Le Parti communiste vietnamien (PCV), principal opérateur de la révolution nationale-communiste du Vietnam au 20ème siècle – et toujours détenteur unique du pouvoir 75 ans plus tard – a paradoxalement une conscience très aiguë de l’importance de cette symbolique. S’il revendique évidemment une rupture avec l’Ancien Régime, avec l’abdication de Bao Dai le 25 août 1945, il n’en a pas moins adapté assez vite les codes, ainsi que certains réflexes de pensée.
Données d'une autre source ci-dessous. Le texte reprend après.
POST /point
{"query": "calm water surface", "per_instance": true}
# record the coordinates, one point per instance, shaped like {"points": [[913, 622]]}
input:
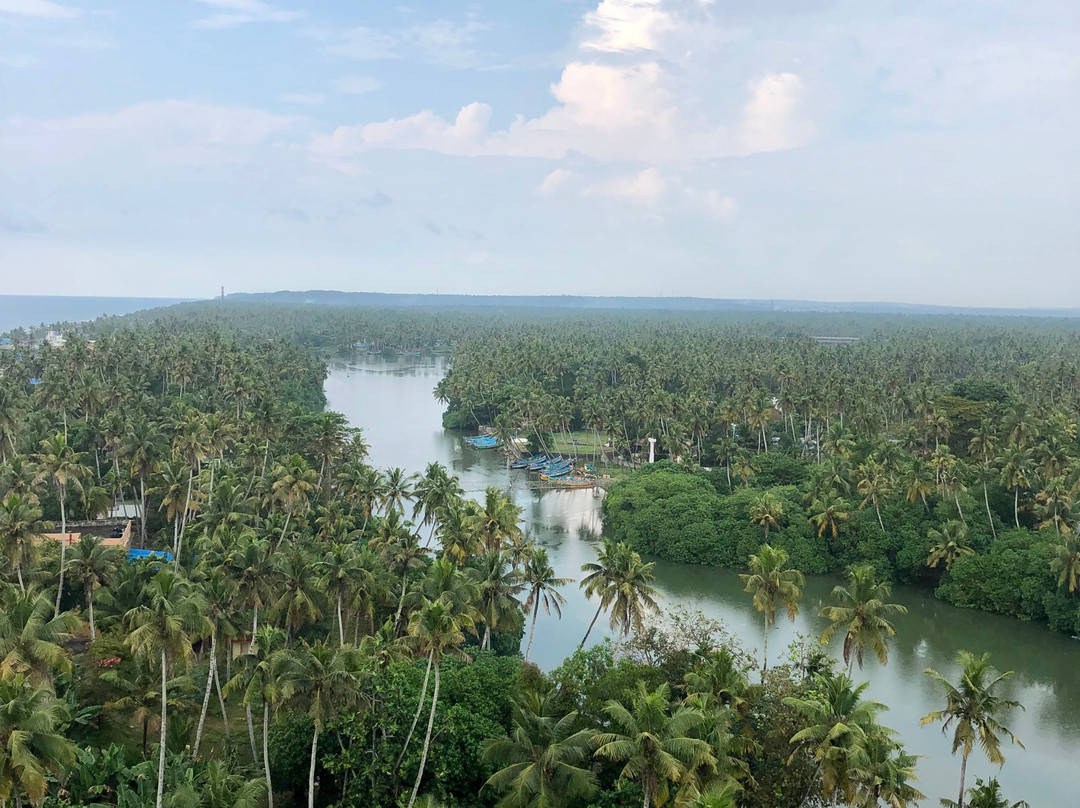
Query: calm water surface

Cela avait frappé l’historien Nguyên Thê Anh, qui écrivait ainsi : « Tout en haut, dans la sphère la plus parfaite du pouvoir, le Parti prend un caractère abstrait, mystérieux, à force de rituel, de secret, d’omnipotence et d’infaillibilité, tout comme autre fois la personne de l’empereur était dissimulée par toute une série d’interdits et d’écrans. »[1]
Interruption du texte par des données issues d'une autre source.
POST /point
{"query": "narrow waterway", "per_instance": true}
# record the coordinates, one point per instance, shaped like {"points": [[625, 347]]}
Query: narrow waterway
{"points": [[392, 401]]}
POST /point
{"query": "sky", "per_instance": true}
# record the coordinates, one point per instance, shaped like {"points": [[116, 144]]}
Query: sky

La volonté de lever ce voile d’illusion est au centre de la pièce géniale et profondément subversive de Nguyên Huy Thiêp, intitulée Une petite source douce et tranquille. « L’histoire se passe en Orient, dans un pays en voie de développement, un pays qu’on ne trouve nulle part parce qu’il n’existe pas, sauf dans l’imagination de l’auteur » indique-t-il dans les didascalies du premier acte tout en donnant, quelques lignes plus loin, des indices qui ne trompent pas : c’est un pays tropical dont « la population a subi diverses influences culturelles : bouddhisme, confucianisme, taoïsme, christianisme… ». L’action se déroule quant à elle dans un bureau de la capitale, après le coup d’État qui a porté au pouvoir le parti d’union populaire « Bonté-Intégrité ». Les protagonistes qui entrent en scène portent des numéros, et n’ont pour l’instant pas de fonction, même si certaines de leurs caractéristiques sont renseignées.
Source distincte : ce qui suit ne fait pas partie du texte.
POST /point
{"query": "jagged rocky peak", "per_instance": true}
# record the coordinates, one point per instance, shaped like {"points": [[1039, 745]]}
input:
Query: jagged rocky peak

Monsieur Numéro Un est un « leader des masses populaires » et le « timonier, le grand prêtre de la révolution ». Monsieur Numéro Deux est une pâle copie de Monsieur Numéro Un, mais qui a pour lui le style et une certaine expérience du monde. Monsieur Numéro Trois aurait, dans une structure villageoise, siégé à l’assemblée des « sages » pour passer son temps à donner des ordres que personne n’exécuterait. Monsieur Numéro Quatre est un homme chez qui tout est moyen, « le genre de personnes qu’on trouve communément dans les administrations ». Monsieur Numéro Cinq a le culte de l’inattendu : « il est comme le serpent qui vous injecte son venin au moment où vous vous y attendiez le moins ». A ces personnages, Thiêp attribue un élément naturel distinctif, respectivement le bois, l’eau, le feu, la terre et le métal, comme pour renforcer leur caractère mystique. Difficile de ne pas reconnaître, sous des traits légèrement remaniés, Hô Chi Minh, Pham Van Dông, le général Giap ou encore Trân Quôc Hoan, le ministre de la sécurité intérieure de 1953 à 1981. Mais tout est fictif, nous dit l’auteur, en insistant bien là-dessus dès la première page.

Après leur prise de pouvoir, ces cinq personnages s’enferment dans un bureau pour organiser l’État et le gouvernement, c’est-à-dire qu’ils doivent se mettre en scène. Ils en ont conscience. Après l’attribution des postes (Président, Premier ministre, Chef de la police, ministre de la Guerre, Président de l’Assemblée nationale), Monsieur Numéro Un ne met-il pas en garde ses acolytes : « Soyez prudent, à l’avenir. Car le peuple a les yeux fixés sur nous. Nous n’avons plus le droit de nous montrer spontanés comme avant. Ainsi de Saint-Pierre. Tant qu’il était pêcheur de poissons, il pouvait faire ce qu’il voulait. Mais en devenant pêcheur d’hommes, il est devenu le disciple de Jésus et tout ce qu’il fait, tout ce qu’il dit, est consigné par l’Histoire, gravé dans le roc. Suis-je assez clair ? M’avez-vous compris ? » Au-delà même de la saveur de cette comparaison religieuse, ces hommes de pouvoir sont contraints, comme les comédiens sur scène, à sortir, côté cour ou côté jardin, à n’être plus exposés aux regards. Le chef de la police pousse Monsieur Numéro Un vers son inéluctable sortie, avant même de crier, d’annoncer au pays, « qu’il nous a quittés, l’aigle le plus majestueux ! L’étoile la plus resplendissante, le maître le plus vénéré ! Le cœur le plus magnanime… » On pense forcément aux dernières années de Hô Chi Minh, au culte posthume qui lui est rendu et aux rumeurs qui ont existé quant aux agissements de Tran Quôc Hoan à son égard à la fin de sa vie.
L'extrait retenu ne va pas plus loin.